Cost cuts link with steel tragedy

Allegations that cost-cutting measures have compromised safety at Corus’s steel plants were made this week, after a blast furnace at Port Talbot exploded killing three and leaving five critically injured.

South Wales politicians have called on the Health and Safety Executive to look into the effects of the company’s restructuring exercise on its maintenance programme, after it came to light that some of the workforce were worried about the blast furnace before it exploded on Thursday.

The three men died as a result of a breakout, when the number five blast furnace blew apart, showering them with molten metal. The explosion has now become the subject of a joint police and Health and Safety Executive investigation.

Ray Davies, a Labour councillor for Caerphilly County Council who worked in the steel industry from 1950 until 1990 and was responsible for relining blast furnaces, said many of his former colleagues were concerned about safety.

The company was this week fined £300,000 for an explosion at its Llanwern plant last year, which left a worker paralysed.

The Port Talbot explosion prompted Davies to write to the Health and Safety Executive, asking them to pay particular attention to the ‘cost-cutting culture’ at the plants, and the maintenance record of the number five blast furnace. ‘In my mind there is absolutely no doubt that cost cutting did play a part,’ he told The Engineer.Corus announced at the beginning of the year that it was implementing a series of cost-cutting measures, including making 6,000 workers redundant, after revealing it was losing more than £1m a day.

Davies said fierce competition in the sector meant the number of employees was ‘cut to the quick’ between 1980 and 1990, and when the company was again hit recently by over-capacity in the global steel industry, that further cuts were inevitable. ‘It is tragic that people have died, and it is easy to be wise after the event,’ said Davies, ‘but there were many people who have been through the industry and were wise before the event, and could see it coming.’

Conservative Welsh Assembly member Alun Cairns, whose father works at the Port Talbot plant, said the furnace had become a talking point among workers in the few weeks before the explosion, as they did not feel it could last until it was next due to be relined. Workers could recall several breakouts over the past five years, he said. ‘We want a complete investigation, not only into this explosion, but also into the reported history of furnace number five,’ he said.

Safety concerns

Janet Davies, Plaid Cymru assembly member for South Wales West, said workers had raised concerns 18 months ago about maintenance at the works, particularly the number five furnace which was due for relining and on which they were having to do a number of repairs.

She raised the issue with Welsh first minister Rhodri Morgan in March 2000, who was then given assurances from Corus that the furnace did not need relining.

Workers have also come forward this week to tell Ms Davies the coke ovens at the site have not been well maintained, in this instance causing production problems rather than safety concerns. ‘In Port Talbot there are tremendous fears about losing heavy steel production, so I honestly do not think that people would raise these issues unless they were very concerned,’ she said.

There was speculation this week the explosion may have been caused by a water leak touching molten metal, causing an explosive burst of steam. ‘People have been saying water was leaking, and that there was an enormous amount of water around,’ Davies said.

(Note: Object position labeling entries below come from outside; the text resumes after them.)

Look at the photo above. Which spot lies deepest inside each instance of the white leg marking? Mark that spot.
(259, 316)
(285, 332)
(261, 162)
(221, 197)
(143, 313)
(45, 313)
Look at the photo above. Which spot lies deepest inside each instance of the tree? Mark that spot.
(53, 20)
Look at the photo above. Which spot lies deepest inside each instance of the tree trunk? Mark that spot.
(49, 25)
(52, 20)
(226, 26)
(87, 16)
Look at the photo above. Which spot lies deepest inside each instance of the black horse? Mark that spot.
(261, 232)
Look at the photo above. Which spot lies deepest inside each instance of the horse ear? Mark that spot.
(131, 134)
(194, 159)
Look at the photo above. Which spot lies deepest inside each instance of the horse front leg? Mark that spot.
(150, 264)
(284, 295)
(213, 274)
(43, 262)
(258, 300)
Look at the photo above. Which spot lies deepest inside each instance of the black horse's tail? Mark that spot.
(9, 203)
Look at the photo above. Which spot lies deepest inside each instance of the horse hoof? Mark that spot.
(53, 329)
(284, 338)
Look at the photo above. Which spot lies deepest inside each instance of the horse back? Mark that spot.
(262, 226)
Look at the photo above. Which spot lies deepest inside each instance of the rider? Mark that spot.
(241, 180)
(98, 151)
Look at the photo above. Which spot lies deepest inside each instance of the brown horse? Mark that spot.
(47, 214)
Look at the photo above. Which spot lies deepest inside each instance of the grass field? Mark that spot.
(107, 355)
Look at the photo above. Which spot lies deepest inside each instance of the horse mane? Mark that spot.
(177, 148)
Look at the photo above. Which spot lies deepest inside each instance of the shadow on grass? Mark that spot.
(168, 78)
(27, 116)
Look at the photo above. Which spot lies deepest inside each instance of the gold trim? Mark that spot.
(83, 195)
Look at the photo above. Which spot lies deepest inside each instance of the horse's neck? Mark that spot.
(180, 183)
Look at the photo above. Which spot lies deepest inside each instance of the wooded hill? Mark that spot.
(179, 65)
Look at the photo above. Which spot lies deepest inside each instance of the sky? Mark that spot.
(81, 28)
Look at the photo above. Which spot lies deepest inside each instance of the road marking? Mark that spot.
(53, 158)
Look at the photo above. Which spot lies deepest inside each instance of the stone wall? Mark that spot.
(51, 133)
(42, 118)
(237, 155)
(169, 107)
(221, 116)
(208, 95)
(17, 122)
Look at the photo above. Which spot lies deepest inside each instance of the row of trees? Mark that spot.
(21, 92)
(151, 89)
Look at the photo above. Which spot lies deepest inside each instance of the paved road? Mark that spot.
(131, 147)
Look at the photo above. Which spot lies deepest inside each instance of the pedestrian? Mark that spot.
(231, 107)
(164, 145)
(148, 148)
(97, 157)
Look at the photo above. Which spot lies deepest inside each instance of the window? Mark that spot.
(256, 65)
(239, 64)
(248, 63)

A spokesman for Corus denied that the furnace needed relining. ‘We have very recently carried out a thorough review of number five blast furnace, and found it had been taken very good care of, and would not need a reline until 2005.’

Maintenance is carried out on the furnaces and plants on a continuous basis, he said. ‘Whatever happened inside the furnace was unprecedented – we have not seen the like of it anywhere. So it would not seem appropriate to be linking that to maintenance. It was an accident, and we do not know the cause of it yet.’

Leak investigation

The Health and Safety Executive, the police and Corus have set up investigations to uncover the cause of the blast inside the furnace. A spokeswoman for the HSE said rumours of a water leak in the days before the explosion were likely to be investigated.

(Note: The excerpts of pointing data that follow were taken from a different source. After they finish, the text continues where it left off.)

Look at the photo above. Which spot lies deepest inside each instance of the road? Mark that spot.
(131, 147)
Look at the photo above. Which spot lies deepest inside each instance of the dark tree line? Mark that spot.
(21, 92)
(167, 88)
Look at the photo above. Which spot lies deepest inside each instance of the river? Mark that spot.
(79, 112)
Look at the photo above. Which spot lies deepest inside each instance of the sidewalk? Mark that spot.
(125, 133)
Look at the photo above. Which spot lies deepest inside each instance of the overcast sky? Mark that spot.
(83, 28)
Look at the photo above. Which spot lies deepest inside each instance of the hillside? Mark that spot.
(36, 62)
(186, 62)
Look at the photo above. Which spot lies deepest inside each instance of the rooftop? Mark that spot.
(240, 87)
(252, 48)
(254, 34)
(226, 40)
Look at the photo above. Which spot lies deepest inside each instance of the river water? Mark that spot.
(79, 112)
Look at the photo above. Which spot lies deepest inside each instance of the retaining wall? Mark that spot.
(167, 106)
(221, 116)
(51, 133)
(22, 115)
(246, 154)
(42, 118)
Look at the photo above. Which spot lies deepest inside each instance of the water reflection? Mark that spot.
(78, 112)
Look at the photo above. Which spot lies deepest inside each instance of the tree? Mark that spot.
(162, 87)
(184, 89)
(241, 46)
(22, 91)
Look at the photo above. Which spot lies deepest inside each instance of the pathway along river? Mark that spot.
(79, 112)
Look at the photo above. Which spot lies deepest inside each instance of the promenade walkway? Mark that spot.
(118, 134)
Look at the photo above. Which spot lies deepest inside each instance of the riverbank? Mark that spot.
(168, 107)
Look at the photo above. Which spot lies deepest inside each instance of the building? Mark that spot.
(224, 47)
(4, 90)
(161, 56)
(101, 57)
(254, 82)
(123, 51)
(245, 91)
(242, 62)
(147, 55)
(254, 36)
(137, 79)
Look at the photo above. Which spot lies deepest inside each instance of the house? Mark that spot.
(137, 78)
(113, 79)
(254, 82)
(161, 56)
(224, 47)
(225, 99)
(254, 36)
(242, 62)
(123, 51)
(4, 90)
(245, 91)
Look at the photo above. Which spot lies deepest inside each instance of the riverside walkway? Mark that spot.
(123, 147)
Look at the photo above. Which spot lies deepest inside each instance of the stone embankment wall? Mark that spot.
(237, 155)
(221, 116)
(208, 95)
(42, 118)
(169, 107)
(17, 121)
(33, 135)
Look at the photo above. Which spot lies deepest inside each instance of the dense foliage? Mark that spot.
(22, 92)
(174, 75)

The allegations come in the same week that Corus was fined, following a serious accident at its Llanwern plant last year. The steel company was found guilty of ‘gross failure’, after a worker at the plant was paralysed from the chest down when an explosion caused a large piece of red-hot slag to knock him off a scaffolding ladder, breaking his spine.

The blast was caused by a water leak coming into contact with the slag. Managers at the firm had failed to respond to warnings that the water leak was dangerous, the court found.